Trump budget could literally freeze the poor to death

It is almost a sure thing that President Trump's proposed elimination of a federal low-income heating assistance program absolutely critical to New England won't survive the budget process.

But that the elimination is even on the table, and that the program every year fights for funding, says a lot about the country's priorities, and just who the Trump administration is looking out for.

Eliminating the Low-Income Home Energy Assistance Program, or LIHEAP, is part of a series of cuts in the president's proposed budget to programs designed to help low-income Americans. Individually, they are budgetarily insignificant — LIHEAP makes up less than one one-thousandth of total federal spending.

But together, they add up to enough to pay for tax cuts, mostly for the wealthy, while still increasing military and public safety spending, the one clearly stated aim of the Trump administration.

To justify the cuts, the budget proposal states that the heating assistance program is "unable to demonstrate strong performance outcomes."

Tell that to the thousands of Vermonters who last winter were able to run their furnaces just a little longer without having to decide to go without food or medication.
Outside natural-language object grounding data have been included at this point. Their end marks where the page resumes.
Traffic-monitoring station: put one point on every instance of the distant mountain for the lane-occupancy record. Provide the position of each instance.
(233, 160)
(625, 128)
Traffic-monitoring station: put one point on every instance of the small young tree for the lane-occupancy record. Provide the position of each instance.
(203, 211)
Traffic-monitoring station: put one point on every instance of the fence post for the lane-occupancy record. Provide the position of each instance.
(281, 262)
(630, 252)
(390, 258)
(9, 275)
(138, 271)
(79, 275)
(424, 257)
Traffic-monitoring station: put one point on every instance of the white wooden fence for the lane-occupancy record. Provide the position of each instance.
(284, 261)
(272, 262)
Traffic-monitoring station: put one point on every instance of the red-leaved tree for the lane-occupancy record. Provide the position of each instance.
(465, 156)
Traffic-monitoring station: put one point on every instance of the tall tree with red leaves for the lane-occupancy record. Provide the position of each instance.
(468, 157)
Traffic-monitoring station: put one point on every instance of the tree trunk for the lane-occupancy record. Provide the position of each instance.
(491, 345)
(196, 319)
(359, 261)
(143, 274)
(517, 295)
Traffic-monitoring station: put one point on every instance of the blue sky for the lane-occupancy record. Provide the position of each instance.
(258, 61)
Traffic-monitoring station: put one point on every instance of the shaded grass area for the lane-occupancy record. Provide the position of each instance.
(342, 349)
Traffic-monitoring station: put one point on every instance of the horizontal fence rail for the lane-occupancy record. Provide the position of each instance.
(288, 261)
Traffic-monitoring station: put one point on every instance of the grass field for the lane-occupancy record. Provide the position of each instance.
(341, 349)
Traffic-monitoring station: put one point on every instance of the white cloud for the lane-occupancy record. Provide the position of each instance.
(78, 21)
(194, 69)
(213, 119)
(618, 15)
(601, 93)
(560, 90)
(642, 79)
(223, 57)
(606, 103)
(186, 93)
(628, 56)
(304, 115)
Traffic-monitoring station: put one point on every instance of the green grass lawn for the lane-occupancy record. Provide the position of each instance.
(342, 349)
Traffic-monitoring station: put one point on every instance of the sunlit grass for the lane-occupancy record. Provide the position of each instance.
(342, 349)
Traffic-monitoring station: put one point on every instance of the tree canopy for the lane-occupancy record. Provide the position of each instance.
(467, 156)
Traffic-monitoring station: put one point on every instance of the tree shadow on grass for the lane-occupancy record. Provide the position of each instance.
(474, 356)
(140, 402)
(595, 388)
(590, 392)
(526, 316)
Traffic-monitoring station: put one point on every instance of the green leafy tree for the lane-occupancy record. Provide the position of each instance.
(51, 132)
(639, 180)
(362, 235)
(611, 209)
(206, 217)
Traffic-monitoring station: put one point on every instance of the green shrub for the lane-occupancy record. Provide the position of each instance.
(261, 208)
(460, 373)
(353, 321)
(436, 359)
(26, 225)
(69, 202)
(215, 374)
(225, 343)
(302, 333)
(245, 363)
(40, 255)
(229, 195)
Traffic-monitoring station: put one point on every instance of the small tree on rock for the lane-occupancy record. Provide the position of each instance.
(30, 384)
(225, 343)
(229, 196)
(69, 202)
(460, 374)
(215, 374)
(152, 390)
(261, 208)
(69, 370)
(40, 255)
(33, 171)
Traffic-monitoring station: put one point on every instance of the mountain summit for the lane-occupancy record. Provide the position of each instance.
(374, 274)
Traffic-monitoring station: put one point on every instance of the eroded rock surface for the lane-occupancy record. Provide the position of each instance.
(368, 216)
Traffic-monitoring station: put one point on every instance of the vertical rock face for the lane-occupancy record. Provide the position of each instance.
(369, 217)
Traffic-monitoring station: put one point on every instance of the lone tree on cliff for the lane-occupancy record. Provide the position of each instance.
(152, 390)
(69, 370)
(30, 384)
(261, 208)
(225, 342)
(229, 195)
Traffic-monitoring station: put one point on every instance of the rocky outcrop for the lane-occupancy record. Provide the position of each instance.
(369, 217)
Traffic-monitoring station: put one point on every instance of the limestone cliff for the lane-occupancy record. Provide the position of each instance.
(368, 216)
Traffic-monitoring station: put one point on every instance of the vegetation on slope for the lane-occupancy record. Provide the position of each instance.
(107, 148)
Last year, Vermont received just shy of $19 million in federal funds for its LIHEAP program. The money helped more than 21,500 low-income Vermont households to heat their homes by paying a portion of their home heating bills. That added up to about $865 per recipient household, barely a dent in energy costs, but it means a lot to families trying to stay warm near the end of a long winter.
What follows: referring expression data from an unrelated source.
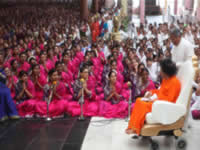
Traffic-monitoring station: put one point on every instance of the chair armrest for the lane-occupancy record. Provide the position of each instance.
(166, 112)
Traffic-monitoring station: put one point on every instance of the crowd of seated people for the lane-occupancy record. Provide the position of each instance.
(50, 54)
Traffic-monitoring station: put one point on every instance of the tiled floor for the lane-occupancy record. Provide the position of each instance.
(103, 134)
(69, 134)
(59, 134)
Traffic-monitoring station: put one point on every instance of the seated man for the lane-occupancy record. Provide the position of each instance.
(7, 106)
(168, 91)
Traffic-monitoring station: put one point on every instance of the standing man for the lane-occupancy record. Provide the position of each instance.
(182, 50)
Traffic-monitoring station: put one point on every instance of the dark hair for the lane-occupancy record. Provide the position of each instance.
(35, 65)
(58, 63)
(12, 62)
(110, 73)
(168, 67)
(83, 68)
(22, 73)
(141, 64)
(144, 70)
(51, 72)
(22, 53)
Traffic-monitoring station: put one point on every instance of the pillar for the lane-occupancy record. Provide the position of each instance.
(142, 11)
(124, 7)
(96, 5)
(175, 7)
(84, 9)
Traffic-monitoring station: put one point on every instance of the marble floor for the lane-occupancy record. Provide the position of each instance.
(104, 134)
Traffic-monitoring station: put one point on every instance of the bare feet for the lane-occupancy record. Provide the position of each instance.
(129, 131)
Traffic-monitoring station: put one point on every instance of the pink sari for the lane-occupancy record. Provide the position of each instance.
(110, 109)
(58, 105)
(26, 108)
(90, 106)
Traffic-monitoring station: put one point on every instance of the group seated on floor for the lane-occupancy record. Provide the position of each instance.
(50, 55)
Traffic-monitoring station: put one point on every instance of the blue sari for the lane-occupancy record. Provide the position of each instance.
(7, 106)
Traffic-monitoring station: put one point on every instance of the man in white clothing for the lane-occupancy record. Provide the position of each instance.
(182, 50)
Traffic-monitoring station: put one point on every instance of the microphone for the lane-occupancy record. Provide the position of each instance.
(49, 100)
(81, 101)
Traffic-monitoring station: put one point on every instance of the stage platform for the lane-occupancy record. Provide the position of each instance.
(92, 134)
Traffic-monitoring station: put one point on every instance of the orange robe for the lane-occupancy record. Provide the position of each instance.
(169, 91)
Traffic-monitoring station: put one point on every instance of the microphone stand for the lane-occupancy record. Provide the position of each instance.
(81, 101)
(48, 102)
(129, 106)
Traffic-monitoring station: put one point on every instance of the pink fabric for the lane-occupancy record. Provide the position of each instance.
(39, 93)
(120, 110)
(57, 106)
(188, 4)
(90, 107)
(12, 89)
(28, 106)
(25, 67)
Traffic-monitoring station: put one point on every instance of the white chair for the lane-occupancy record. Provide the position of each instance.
(169, 118)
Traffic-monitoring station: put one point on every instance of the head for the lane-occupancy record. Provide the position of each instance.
(36, 69)
(22, 57)
(7, 72)
(23, 76)
(149, 62)
(175, 36)
(1, 58)
(112, 77)
(113, 65)
(168, 68)
(145, 75)
(53, 75)
(59, 67)
(14, 64)
(84, 72)
(141, 66)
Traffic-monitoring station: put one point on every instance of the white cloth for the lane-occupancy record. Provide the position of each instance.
(153, 71)
(196, 105)
(183, 52)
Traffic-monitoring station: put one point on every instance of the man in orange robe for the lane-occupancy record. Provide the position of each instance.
(169, 91)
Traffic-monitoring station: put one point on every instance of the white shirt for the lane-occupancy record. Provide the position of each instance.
(183, 52)
(153, 71)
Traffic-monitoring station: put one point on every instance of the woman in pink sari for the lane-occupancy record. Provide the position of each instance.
(115, 104)
(23, 64)
(55, 95)
(24, 96)
(44, 66)
(90, 106)
(39, 80)
(11, 81)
But LIHEAP is not just for the cold states; it also helps low-income families in the South and Southwest keep cool during dangerous Southern heat waves and also provides funds for weatherization and appliance repair.

To qualify, households must fall below 150 percent of the poverty line or 60 percent of their state's median income, though in reality the benefits go only to the very poor — in Vermont, the maximum income for a family of four to qualify is $36,450, though the truth is most recipients bring home much less than that. Almost all recipient households have a family member who is elderly, a child or has a disability.

Even that limited amount of help is always on the cutting block. Funding for LIHEAP has fallen from more than $5.1 billion seven years ago to around $3.4 billion last winter, with a benefit reduced by $100 sent to fewer people.

Meanwhile, Trump and congressional Republicans are trying to push through a health care plan that does little for anyone's health but a lot for the pocketbooks of the most wealthy Americans.

As these and other actions are taken to roll back the programs and services that provide a lifeline to low-income Americans, remember that the end result is often a neighbor wondering how they'll keep the heat on.